Bapak Do Huu Tho (Dusun Xuan Hoa 2, Desa Thanh Vinh Dong, Distrik Chau Thanh) telah memberikan banyak kontribusi dalam memajukan pendidikan dan pengembangan bakat di daerah tersebut.

Sangat berkomitmen untuk mempromosikan pendidikan.

Kami mengunjungi Bapak Do Huu Tho di dusun Xuan Hoa 2, komune Thanh Vinh Dong, distrik Chau Thanh, provinsi Long An . Beliau adalah mantan Sekretaris Partai komune dan putra dari Ibu Pahlawan Vietnam, Le Thi Hoa.

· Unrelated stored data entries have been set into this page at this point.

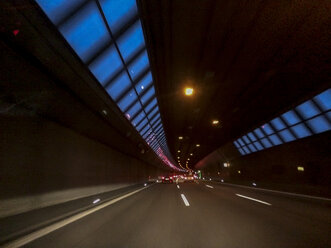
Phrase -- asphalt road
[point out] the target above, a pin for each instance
(217, 216)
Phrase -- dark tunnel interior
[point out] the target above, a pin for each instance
(181, 123)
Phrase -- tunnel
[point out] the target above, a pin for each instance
(165, 123)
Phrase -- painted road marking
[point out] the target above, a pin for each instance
(253, 199)
(187, 204)
(46, 230)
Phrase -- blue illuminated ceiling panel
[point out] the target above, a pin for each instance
(108, 37)
(309, 118)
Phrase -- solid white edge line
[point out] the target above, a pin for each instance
(253, 199)
(187, 204)
(46, 230)
(276, 191)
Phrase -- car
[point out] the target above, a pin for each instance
(167, 179)
(189, 178)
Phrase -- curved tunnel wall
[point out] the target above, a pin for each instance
(43, 163)
(276, 167)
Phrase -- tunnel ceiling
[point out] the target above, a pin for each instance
(247, 61)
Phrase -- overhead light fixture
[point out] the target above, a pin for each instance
(215, 122)
(188, 91)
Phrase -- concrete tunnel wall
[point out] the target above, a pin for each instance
(276, 167)
(43, 163)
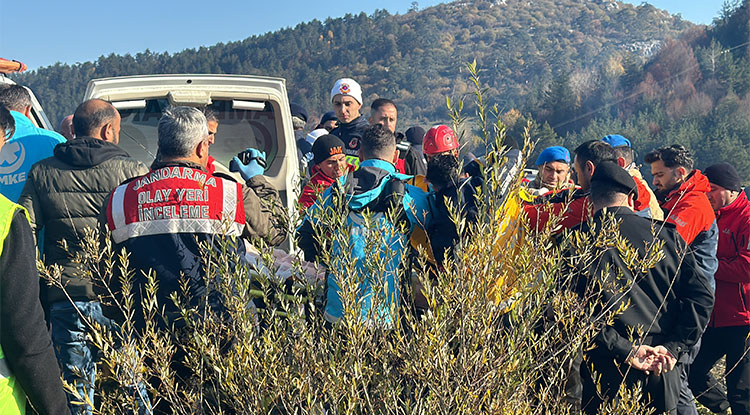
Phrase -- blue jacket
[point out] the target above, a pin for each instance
(369, 181)
(28, 145)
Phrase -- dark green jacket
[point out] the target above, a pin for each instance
(64, 196)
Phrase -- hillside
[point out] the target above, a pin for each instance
(416, 58)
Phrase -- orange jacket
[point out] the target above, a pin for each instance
(688, 207)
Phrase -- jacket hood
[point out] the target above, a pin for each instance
(696, 182)
(88, 152)
(368, 180)
(740, 204)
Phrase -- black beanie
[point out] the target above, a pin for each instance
(724, 175)
(326, 146)
(414, 135)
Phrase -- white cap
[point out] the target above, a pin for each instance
(314, 134)
(347, 86)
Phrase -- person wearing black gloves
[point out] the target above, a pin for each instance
(671, 302)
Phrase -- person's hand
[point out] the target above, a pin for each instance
(667, 362)
(643, 358)
(253, 166)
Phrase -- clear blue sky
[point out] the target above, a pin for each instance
(43, 32)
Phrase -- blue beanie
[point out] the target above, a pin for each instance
(616, 140)
(554, 153)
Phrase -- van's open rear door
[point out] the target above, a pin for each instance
(253, 111)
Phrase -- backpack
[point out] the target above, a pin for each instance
(384, 250)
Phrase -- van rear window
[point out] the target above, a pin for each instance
(238, 129)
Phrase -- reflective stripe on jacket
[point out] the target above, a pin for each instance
(12, 396)
(175, 200)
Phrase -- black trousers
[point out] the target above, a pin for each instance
(660, 392)
(733, 343)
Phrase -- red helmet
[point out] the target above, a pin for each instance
(439, 139)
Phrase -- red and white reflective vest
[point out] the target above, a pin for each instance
(175, 199)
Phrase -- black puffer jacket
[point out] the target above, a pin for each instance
(64, 195)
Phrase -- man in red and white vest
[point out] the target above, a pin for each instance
(162, 217)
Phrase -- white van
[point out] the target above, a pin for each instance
(253, 111)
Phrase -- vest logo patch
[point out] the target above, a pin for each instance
(12, 156)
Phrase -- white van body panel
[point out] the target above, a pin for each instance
(242, 92)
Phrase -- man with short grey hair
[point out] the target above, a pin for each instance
(162, 217)
(28, 144)
(63, 196)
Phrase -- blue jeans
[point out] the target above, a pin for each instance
(77, 356)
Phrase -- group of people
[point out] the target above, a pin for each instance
(693, 305)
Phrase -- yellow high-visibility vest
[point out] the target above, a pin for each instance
(12, 396)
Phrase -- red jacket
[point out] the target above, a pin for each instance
(575, 212)
(688, 207)
(732, 306)
(572, 210)
(318, 183)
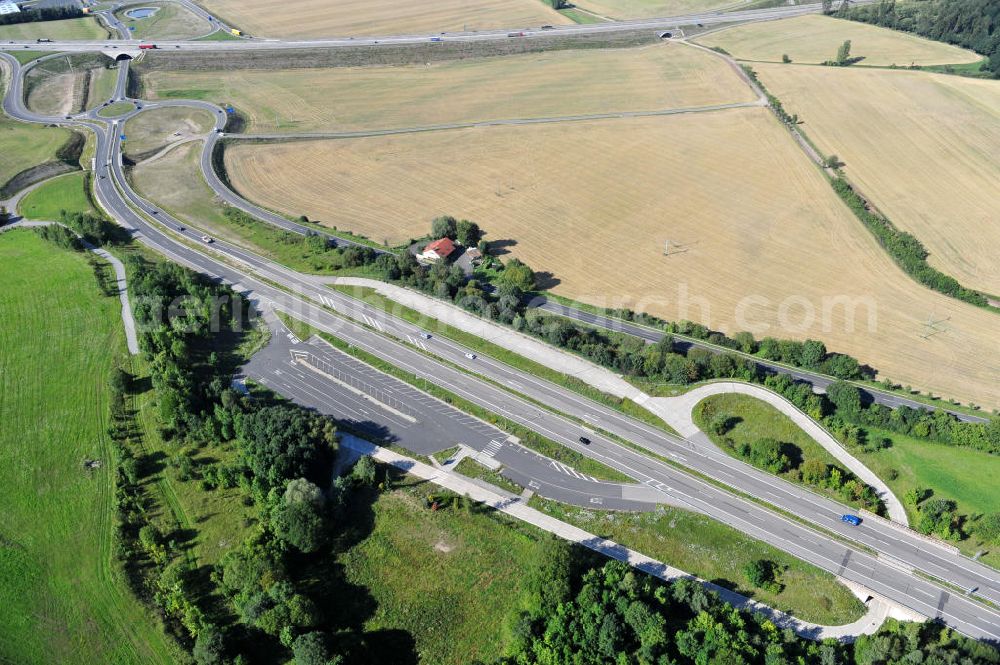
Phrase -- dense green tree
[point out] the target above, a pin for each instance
(300, 518)
(468, 233)
(846, 397)
(518, 274)
(209, 647)
(813, 353)
(988, 528)
(282, 442)
(311, 649)
(444, 227)
(364, 471)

Beliau bergabung dengan militer pada usia 17 tahun dan diterima di Partai dua tahun kemudian. Pada tahun 1970, beliau terluka dan ditangkap oleh musuh di Bien Hoa (provinsi Dong Nai ), kemudian dipindahkan ke penjara Phu Quoc. Setelah dibebaskan, beliau kembali ke Long An untuk bekerja di intelijen militer. Selama karier militernya, beliau dianugerahi banyak gelar bergengsi oleh Negara, seperti Medali Perlawanan Anti-Amerika Kelas Satu, Medali Pembebasan Kelas Dua, dan gelar Pahlawan dalam Perjuangan Melawan Amerika .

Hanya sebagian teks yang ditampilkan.